By the end of March 2025, the country’s total public debt stood at Rs 76.01 trillion. That includes Rs 51.52 trillion in domestic borrowing (roughly $180 billion) and Rs 24.49 trillion (around $87.4 billion) in external loans. The external debt is made up of two parts: money borrowed by the government and funds drawn from the International Monetary Fund (IMF).
This debt has built up over years of economic mismanagement, stop-gap funding, and repeated bailouts. But this year’s repayment demand has exposed just how little room the government has left to manoeuvre.
Lifeline or liability? $12 billion in temporary deposits
Of the $23 billion Pakistan must repay this year, $12 billion comes in the form of temporary deposits from four so-called friendly nations, as reported by PTI. These are:
- $5 billion from Saudi Arabia
- $4 billion from China
- $2 billion from the UAE
- $1 billion from Qatar
These funds are not permanent and are only useful if rolled over.

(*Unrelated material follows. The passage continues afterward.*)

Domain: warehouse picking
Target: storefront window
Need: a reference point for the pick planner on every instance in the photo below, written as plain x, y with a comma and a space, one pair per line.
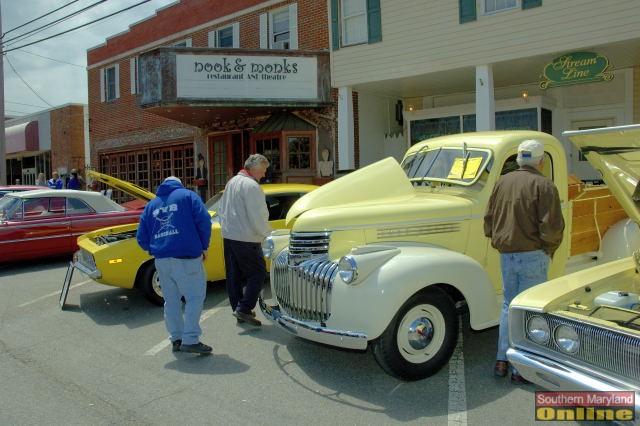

If any of these countries decide to pull out, Pakistan will be forced to pay them back in full this year.
The News cautioned, “The situation can worsen if friendly countries refuse to grant rollovers on their deposits, which would make it compulsory for the government to make payments.”This leaves the government heavily dependent on diplomatic goodwill, not financial strength. And there are signs that even goodwill is wearing thin.
$11 billion still to pay regardless
Even if all the temporary deposits are extended, Pakistan must still cough up around $11 billion in repayments to external creditors this year, as reported by PTI. This includes:
- $1.7 billion in international bond repayments
- $2.3 billion in commercial loan payments
- $2.8 billion to multilateral creditors including the World Bank, Asian Development Bank, Islamic Development Bank, and Asian Infrastructure Investment Bank
- $1.8 billion in bilateral loan repayments
This pressure comes at a time when Pakistan’s foreign reserves are already under stress. The country has limited sources of fresh income and is still waiting for a new extended programme from the IMF.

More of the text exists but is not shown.